Adoor Gopalakrishnan: FIFF Is a Big Celebration of World Cinema

Adoor Gopalakrishnan: FIFF Is a Big Celebration of World Cinema

Adoor Gopalakrishnan is one of the directors of the New Indian Cinema. He has written and directed twelve feature films and participated in major film festivals around the world. International Film Critics’ Prize has gone to him six times successively. National award for best director five times. He also garnered the BFI award for the Most Original and Imaginative film of 1982 for Elippathayam (Rat-trap).

In an exclusive interview with the Press Office of Fajr, the Cinema Salvation – International Competition jury member talked about cinema and co-productions:

This year in festival, Iranian film maker Majid Majidi has a film made by Indian cast. We also saw another Indian coproduction staring an Iranian actor. What’s your take on such co-productions?

Iranian films are very popular in India and a lot of film makers are making excellent films. Iranian cinema has been in foreground for at least a quarter of century. We have also major productions in India. We welcome any cooperation and Iranian film makers can come and make movies and have collaboration in India. That would be very honoring and interesting thing to do. It’s possible.

Everywhere around the world, people just know the Indian cinema by Bollywood. Why is your independent cinema sidelined?

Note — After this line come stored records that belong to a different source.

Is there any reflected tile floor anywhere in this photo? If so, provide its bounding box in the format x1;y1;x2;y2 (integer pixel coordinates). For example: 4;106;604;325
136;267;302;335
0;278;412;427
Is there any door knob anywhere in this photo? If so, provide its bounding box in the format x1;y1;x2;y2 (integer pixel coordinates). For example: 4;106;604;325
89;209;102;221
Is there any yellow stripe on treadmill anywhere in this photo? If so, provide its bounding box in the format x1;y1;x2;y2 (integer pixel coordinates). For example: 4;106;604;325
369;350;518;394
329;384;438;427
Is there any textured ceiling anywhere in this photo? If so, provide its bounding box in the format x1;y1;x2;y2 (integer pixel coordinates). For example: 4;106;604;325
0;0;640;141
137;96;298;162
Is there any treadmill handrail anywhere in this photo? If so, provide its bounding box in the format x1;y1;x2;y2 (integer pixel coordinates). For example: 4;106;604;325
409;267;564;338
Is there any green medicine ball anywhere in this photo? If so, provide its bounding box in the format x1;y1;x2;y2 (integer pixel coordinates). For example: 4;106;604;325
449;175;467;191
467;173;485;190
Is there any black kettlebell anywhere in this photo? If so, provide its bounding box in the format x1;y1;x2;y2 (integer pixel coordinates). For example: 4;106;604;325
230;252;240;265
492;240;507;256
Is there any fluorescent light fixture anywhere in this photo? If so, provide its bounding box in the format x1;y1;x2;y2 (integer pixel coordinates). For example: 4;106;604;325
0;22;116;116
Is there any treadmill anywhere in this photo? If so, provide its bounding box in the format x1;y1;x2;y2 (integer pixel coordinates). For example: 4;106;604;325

Because there is a big publicity about Bollywood. Bollywood films are easily sellable. People think it’s the Indian version of Hollywood. Good films are made in Hindi language even in Mumbai but they are known just in festival circles.

Is there any interest in independent movies among the younger generation of film makers?

They like to make different films. India is like Europe. In Europe, there are several countries and languages. Same way in India. Films are being made in 20 languages. It’s one country but it has several small cultures, several small cinemas. India has several kinds of cinema as well. You can see commercial cinema is everywhere. It’s kind of minority cinema, it doesn’t go mainstream but they are made.

How does this diversity affect your cinema?

There are several Indian cinemas, unlike Iran which has just one. In India, There are different cultures, different ways of life. Everything changes from region to the region. And this affects the literature and art.

Do you see any improvements at Fajr?

I was here in 1996. They were showing two of my films that year. I can see that things have changed a lot. There was a small building in which they had the cinema center. But Charsou Cineplex is modern and good. It’s the way it should be – a center for culture. It’s very remarkable that you have centers like this where you can spend the whole day, eat and watch movies. It’s a big celebration of cinema from all over the world. It also puts an emphasis on Iranian cinema. I can see that there is a market here. That’s the way it should be.

Presided over by writer-director Reza Mirkarimi, the 36th edition of Fajr International Film Festival runs in Charsou Cineplex and other venues in Tehran until April 27.